Thursday, January 20, 2011

Ed Balls: Let Tories Tremble

I never believed Ed Miliband was going to lead the Labour Party into a glorious socialist future, but I was disappointed when Alan Johnson was appointed shadow chancellor. I was then and remain convinced this had more to do with the internal balance of forces in the party and the desire to squash the 'Red Ed' label than anything else (see here). With a political career not exactly synonymous with economics, this decision didn't show Ed's leadership in its best light.

But now Alan Johnson has stepped down for 'family reasons' and Ed Balls has been shuffled into his position. Good.

Of the Labour leadership candidates during last summer's contest, only Balls and Diane Abbott offered a decent alternative to the 'slow and shallow cuts' consensus of the other three. And of the two Balls offered a comprehensive and serious critique of Tory/LibDem economic policy. In my opinion, Abbott's shopping list of left demands were worthy but lacked the necessary grasp of the issues. It was also obvious the Tories feared Balls and his Keynesian agenda more than any other contender.

What does this mean now for Labour's economic policy? Ed Miliband has said the new appointment will not effect his economic policy. This is not, strictly speaking, true. The Miliband/Johnson
orientation (it would be mangling the language to call it a policy) said more things about investment and growth than the Tories, but were fundamentally in agreement with them on the necessity for cuts. Balls's strategy boils down to placing more emphasis on the former than the latter - his Bloomberg speech does accept a role for cuts, but it is entirely swamped by the argument for economic activism. Luckily for Ed Miliband, policy up until now has been so vague that Balls could take it in a more Keynesian direction while allowing Ed to save face by pretending this is what he favoured all along.

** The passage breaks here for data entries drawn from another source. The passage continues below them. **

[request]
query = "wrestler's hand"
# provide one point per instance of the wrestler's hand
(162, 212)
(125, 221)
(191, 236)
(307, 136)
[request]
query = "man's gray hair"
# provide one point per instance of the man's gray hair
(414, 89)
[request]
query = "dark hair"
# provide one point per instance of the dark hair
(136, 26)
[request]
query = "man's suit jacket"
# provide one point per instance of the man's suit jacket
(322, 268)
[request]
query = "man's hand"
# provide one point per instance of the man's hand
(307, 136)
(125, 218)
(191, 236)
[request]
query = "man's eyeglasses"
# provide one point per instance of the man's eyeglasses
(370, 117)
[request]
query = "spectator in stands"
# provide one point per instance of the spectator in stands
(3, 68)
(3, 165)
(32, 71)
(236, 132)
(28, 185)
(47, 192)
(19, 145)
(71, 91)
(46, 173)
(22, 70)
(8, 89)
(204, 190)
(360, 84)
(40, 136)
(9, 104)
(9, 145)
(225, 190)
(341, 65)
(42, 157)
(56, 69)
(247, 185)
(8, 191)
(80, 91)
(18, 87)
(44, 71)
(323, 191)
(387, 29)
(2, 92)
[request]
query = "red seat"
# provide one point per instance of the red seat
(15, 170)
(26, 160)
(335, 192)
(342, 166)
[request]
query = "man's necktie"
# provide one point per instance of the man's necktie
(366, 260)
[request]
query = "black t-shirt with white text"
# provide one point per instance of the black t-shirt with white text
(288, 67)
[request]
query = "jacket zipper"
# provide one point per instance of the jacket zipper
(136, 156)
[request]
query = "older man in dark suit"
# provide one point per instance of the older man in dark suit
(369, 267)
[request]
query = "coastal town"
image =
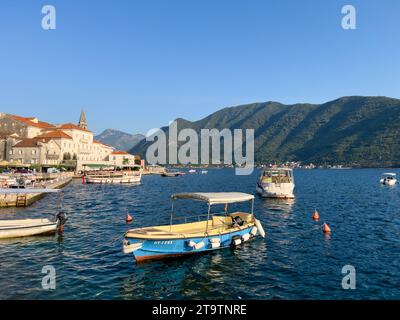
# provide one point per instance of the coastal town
(38, 155)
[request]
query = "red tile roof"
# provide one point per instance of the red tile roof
(72, 126)
(120, 152)
(29, 121)
(30, 143)
(99, 142)
(55, 134)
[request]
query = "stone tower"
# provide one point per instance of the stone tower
(82, 120)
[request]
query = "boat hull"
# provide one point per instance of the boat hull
(153, 249)
(280, 191)
(17, 231)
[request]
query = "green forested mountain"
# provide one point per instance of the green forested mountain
(353, 130)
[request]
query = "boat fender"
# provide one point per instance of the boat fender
(260, 228)
(215, 245)
(215, 240)
(129, 248)
(236, 240)
(246, 237)
(191, 243)
(253, 231)
(199, 245)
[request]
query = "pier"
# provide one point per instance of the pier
(49, 181)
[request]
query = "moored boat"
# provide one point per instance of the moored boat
(216, 231)
(276, 183)
(172, 173)
(13, 228)
(388, 179)
(28, 227)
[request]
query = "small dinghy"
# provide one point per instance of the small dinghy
(30, 227)
(211, 231)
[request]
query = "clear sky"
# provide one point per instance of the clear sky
(135, 65)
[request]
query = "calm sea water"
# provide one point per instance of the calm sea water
(295, 261)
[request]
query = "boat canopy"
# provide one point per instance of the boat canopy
(215, 197)
(26, 191)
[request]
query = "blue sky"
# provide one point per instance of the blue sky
(135, 65)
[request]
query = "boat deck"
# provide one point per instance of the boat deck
(216, 226)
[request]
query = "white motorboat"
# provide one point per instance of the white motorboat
(388, 179)
(30, 227)
(27, 227)
(114, 177)
(276, 183)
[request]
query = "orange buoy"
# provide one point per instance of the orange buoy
(316, 216)
(129, 218)
(325, 228)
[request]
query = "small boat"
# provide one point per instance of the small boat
(276, 183)
(30, 227)
(388, 179)
(215, 231)
(172, 173)
(114, 177)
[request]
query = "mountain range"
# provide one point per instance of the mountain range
(119, 140)
(355, 130)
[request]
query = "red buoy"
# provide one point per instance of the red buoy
(129, 218)
(325, 228)
(316, 216)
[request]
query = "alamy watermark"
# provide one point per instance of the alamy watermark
(349, 280)
(49, 20)
(187, 146)
(349, 21)
(49, 280)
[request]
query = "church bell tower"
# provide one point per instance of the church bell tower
(82, 121)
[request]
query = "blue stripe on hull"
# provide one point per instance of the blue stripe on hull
(153, 249)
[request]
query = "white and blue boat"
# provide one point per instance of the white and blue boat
(215, 231)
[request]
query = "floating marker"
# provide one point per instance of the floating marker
(326, 229)
(129, 218)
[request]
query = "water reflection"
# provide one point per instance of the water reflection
(295, 260)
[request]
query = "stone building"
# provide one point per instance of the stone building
(30, 141)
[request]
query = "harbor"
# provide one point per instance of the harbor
(295, 260)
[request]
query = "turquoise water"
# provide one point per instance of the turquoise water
(295, 261)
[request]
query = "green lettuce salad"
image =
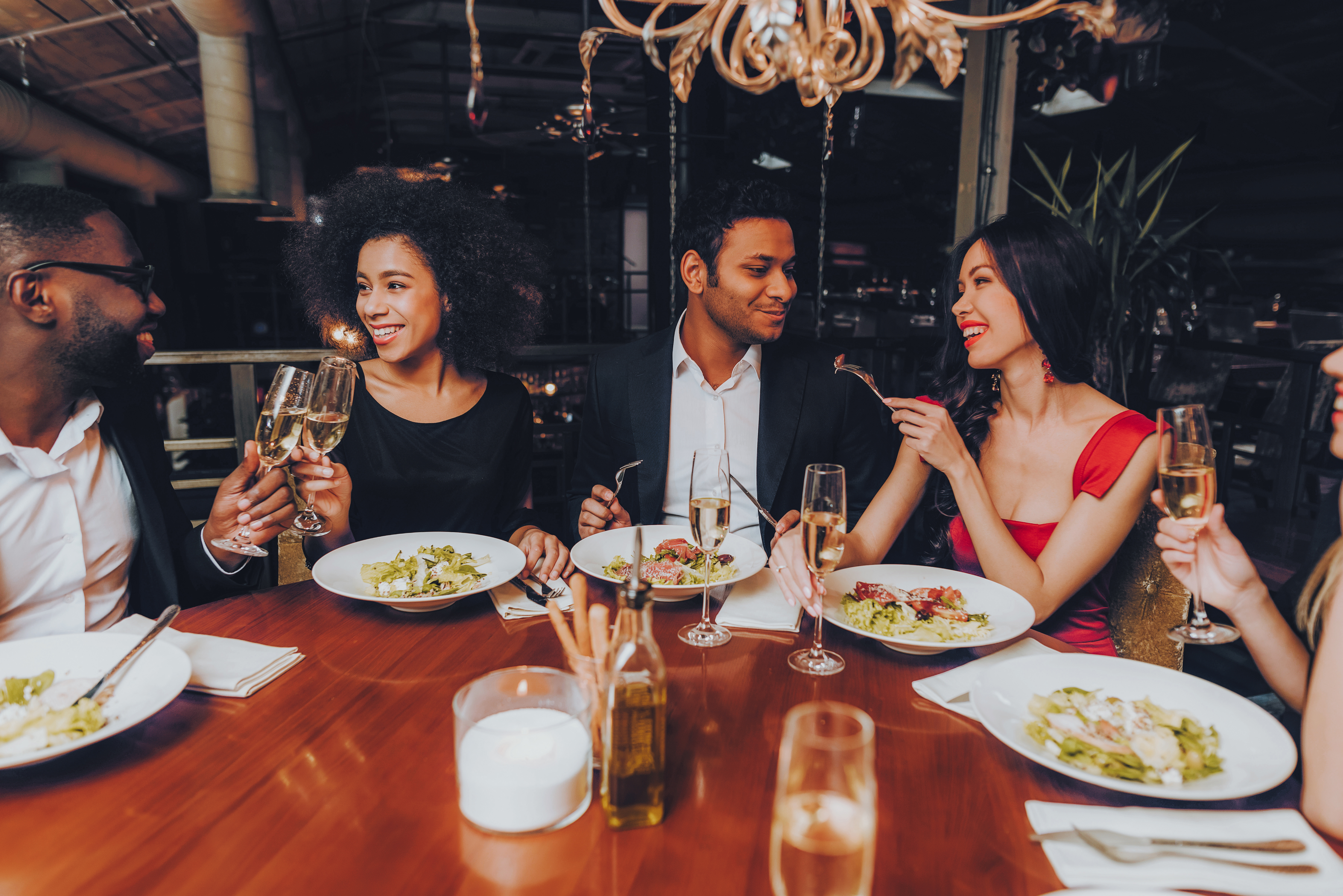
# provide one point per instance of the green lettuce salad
(1130, 739)
(29, 723)
(429, 573)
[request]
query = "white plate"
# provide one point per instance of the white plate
(1009, 613)
(1258, 753)
(594, 553)
(146, 687)
(339, 571)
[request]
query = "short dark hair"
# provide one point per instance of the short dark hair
(33, 216)
(708, 214)
(487, 265)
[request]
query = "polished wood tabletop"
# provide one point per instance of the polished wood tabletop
(338, 778)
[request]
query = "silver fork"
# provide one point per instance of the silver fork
(1130, 859)
(861, 374)
(620, 476)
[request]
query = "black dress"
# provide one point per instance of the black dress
(467, 475)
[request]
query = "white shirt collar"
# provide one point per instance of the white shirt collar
(682, 361)
(37, 463)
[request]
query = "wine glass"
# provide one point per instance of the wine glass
(279, 428)
(324, 426)
(1189, 486)
(711, 508)
(824, 838)
(823, 541)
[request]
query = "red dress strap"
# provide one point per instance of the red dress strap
(1110, 452)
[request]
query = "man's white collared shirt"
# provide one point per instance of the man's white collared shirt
(703, 417)
(68, 533)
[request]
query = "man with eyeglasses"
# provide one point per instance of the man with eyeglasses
(91, 527)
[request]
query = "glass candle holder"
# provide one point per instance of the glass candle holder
(524, 750)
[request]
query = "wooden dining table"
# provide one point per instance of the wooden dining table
(339, 778)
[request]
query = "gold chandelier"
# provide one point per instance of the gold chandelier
(809, 45)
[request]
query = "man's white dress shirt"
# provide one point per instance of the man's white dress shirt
(68, 533)
(703, 417)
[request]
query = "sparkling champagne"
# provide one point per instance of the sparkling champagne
(821, 844)
(279, 433)
(323, 431)
(1190, 492)
(710, 522)
(823, 539)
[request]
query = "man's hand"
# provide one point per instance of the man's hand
(268, 503)
(601, 512)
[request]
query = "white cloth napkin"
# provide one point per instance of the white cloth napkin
(222, 667)
(759, 604)
(1080, 866)
(951, 690)
(515, 605)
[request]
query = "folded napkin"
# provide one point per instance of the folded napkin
(1080, 866)
(951, 690)
(514, 605)
(759, 604)
(222, 667)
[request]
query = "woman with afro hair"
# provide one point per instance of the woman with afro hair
(429, 285)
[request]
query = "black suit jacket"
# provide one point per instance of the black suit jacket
(170, 566)
(808, 416)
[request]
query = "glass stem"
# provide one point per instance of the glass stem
(817, 651)
(1197, 613)
(708, 574)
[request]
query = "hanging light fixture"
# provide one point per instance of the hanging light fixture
(808, 43)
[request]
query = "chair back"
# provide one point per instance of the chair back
(1145, 598)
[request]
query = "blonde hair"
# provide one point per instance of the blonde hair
(1318, 593)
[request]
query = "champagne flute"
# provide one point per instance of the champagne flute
(324, 426)
(279, 428)
(711, 508)
(824, 838)
(823, 541)
(1189, 487)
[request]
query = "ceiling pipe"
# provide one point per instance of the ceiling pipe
(32, 130)
(253, 131)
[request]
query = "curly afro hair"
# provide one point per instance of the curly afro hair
(485, 265)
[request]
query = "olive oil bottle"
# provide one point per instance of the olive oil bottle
(634, 737)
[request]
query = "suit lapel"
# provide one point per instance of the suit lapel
(784, 382)
(651, 417)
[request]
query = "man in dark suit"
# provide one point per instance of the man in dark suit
(91, 527)
(724, 375)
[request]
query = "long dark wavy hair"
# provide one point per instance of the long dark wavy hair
(1052, 273)
(484, 262)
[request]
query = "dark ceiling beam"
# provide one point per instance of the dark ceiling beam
(126, 76)
(84, 23)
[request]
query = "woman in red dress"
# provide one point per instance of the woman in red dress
(1040, 476)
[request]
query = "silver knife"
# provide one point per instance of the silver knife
(751, 498)
(532, 596)
(1113, 839)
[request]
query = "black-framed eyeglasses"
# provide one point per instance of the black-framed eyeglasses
(139, 279)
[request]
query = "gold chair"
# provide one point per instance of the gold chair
(1145, 598)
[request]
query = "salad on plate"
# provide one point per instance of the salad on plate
(1131, 739)
(38, 713)
(922, 615)
(676, 562)
(429, 573)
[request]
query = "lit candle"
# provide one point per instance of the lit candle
(524, 770)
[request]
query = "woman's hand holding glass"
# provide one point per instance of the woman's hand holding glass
(930, 431)
(1227, 574)
(789, 562)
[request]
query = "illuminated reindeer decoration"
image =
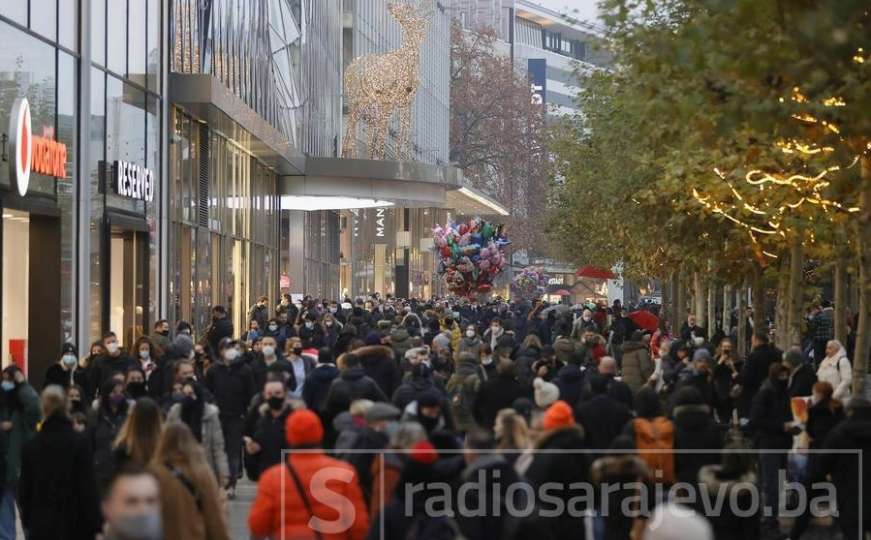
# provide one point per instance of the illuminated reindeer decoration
(377, 85)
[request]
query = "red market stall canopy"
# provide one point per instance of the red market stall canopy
(594, 272)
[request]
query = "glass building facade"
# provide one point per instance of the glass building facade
(80, 256)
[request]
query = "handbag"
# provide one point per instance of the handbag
(298, 483)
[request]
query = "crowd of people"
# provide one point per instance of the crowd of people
(148, 442)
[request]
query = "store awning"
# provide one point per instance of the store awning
(472, 202)
(340, 183)
(206, 97)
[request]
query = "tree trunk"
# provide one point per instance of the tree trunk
(781, 324)
(742, 320)
(728, 296)
(863, 248)
(758, 300)
(796, 297)
(840, 278)
(700, 298)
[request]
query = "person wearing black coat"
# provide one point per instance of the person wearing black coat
(231, 382)
(351, 384)
(567, 469)
(66, 371)
(771, 420)
(498, 393)
(802, 375)
(570, 380)
(694, 430)
(848, 468)
(602, 417)
(318, 383)
(113, 360)
(755, 370)
(220, 329)
(57, 490)
(379, 363)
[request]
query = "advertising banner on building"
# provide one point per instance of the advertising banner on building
(538, 80)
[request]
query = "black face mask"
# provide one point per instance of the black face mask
(136, 389)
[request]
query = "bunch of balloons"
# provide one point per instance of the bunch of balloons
(471, 255)
(529, 284)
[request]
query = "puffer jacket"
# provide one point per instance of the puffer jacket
(280, 512)
(213, 439)
(637, 366)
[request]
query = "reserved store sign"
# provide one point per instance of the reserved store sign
(132, 181)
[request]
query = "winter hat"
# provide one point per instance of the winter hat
(545, 393)
(382, 411)
(429, 398)
(183, 345)
(558, 415)
(675, 521)
(303, 428)
(701, 354)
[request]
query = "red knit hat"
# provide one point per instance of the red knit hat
(303, 428)
(558, 415)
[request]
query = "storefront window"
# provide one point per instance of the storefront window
(116, 18)
(98, 32)
(15, 10)
(43, 18)
(27, 69)
(137, 28)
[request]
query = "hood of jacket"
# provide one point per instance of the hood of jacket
(565, 438)
(691, 416)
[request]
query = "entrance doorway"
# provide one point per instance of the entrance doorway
(31, 336)
(128, 284)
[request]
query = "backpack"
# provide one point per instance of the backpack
(656, 435)
(427, 528)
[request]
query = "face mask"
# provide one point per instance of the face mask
(137, 527)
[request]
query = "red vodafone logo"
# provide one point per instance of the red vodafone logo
(21, 142)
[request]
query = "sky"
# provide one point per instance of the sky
(586, 9)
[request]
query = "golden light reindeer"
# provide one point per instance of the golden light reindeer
(377, 85)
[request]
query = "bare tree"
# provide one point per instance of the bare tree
(498, 132)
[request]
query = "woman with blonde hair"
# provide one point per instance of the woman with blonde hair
(137, 439)
(835, 369)
(190, 499)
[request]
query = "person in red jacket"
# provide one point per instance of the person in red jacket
(324, 496)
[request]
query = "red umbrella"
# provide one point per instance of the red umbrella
(594, 272)
(645, 320)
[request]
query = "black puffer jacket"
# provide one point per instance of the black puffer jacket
(695, 429)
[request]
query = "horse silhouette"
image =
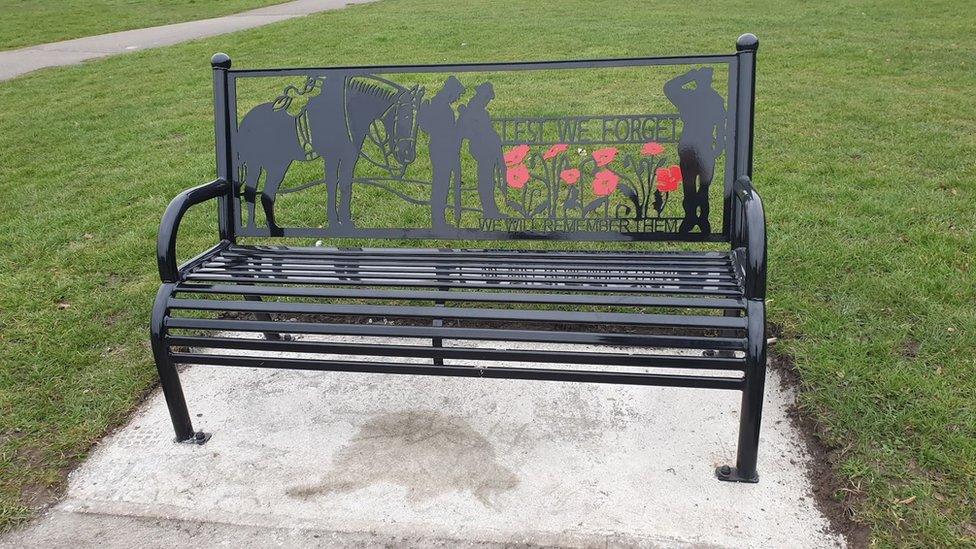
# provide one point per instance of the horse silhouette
(332, 126)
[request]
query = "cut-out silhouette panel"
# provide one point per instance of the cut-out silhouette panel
(475, 172)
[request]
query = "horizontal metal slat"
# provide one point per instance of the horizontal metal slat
(682, 321)
(474, 262)
(252, 278)
(497, 372)
(663, 280)
(482, 254)
(468, 296)
(461, 353)
(452, 332)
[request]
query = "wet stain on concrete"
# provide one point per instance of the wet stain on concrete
(426, 452)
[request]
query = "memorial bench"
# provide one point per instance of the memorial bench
(440, 164)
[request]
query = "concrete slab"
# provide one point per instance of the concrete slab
(331, 459)
(14, 63)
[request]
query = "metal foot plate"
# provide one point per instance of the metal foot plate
(198, 438)
(731, 474)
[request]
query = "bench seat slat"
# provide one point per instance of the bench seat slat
(515, 315)
(468, 296)
(408, 273)
(482, 263)
(547, 256)
(663, 288)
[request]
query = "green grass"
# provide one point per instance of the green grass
(865, 147)
(30, 22)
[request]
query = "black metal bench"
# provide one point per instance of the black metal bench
(390, 161)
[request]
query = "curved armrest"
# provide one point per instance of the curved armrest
(749, 233)
(166, 240)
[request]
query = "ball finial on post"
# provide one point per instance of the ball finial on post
(747, 42)
(220, 61)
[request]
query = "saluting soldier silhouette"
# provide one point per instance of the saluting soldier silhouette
(702, 113)
(436, 118)
(485, 145)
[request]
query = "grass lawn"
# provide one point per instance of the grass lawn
(865, 148)
(29, 22)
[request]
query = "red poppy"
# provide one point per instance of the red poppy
(517, 176)
(652, 148)
(668, 178)
(605, 183)
(604, 156)
(570, 176)
(516, 155)
(554, 150)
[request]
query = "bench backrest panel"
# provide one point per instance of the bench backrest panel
(622, 149)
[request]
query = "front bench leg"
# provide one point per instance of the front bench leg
(169, 378)
(750, 415)
(749, 255)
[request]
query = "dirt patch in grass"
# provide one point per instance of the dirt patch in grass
(835, 498)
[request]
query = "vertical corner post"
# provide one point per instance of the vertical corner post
(746, 47)
(220, 63)
(755, 372)
(745, 99)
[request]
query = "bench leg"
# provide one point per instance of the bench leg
(752, 399)
(169, 378)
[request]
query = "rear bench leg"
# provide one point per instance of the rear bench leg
(752, 398)
(169, 378)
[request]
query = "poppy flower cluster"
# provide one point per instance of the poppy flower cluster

As far as I'm concerned, Ed Balls doesn't go far enough. There is absolutely no reason for cuts. Period. As Paul Mason explains in his "interview"
with Marx, this crisis is one part a crisis of investment. It follows if private capital in its totality is fighting shy of investing, the state has to step in to get things on the move. The multiplier effects of creating jobs and stimulating demand creates conditions more conducive to private investment. Cutting only worsens the climate and makes the private sector-led recovery Osbourne and Dave are pinning their hopes on fanciful and utopian, and their actions irresponsible and dumb. As the world's economy is jittery, as Portugal, Spain, Italy and Belgium aren't looking good and the unwelcome spectre of currency wars is frightening economists and chancelleries, investment at home is the strongest inoculation possible the UK economy can take against a global economic chill.

That said, Ed Balls as shadow chancellor is a step in the right direction. With a strong advocate for investment over cuts in one of the most influential political positions in the land, the hand of the labour and anti-cuts movement has been strengthened ahead of the fights to come.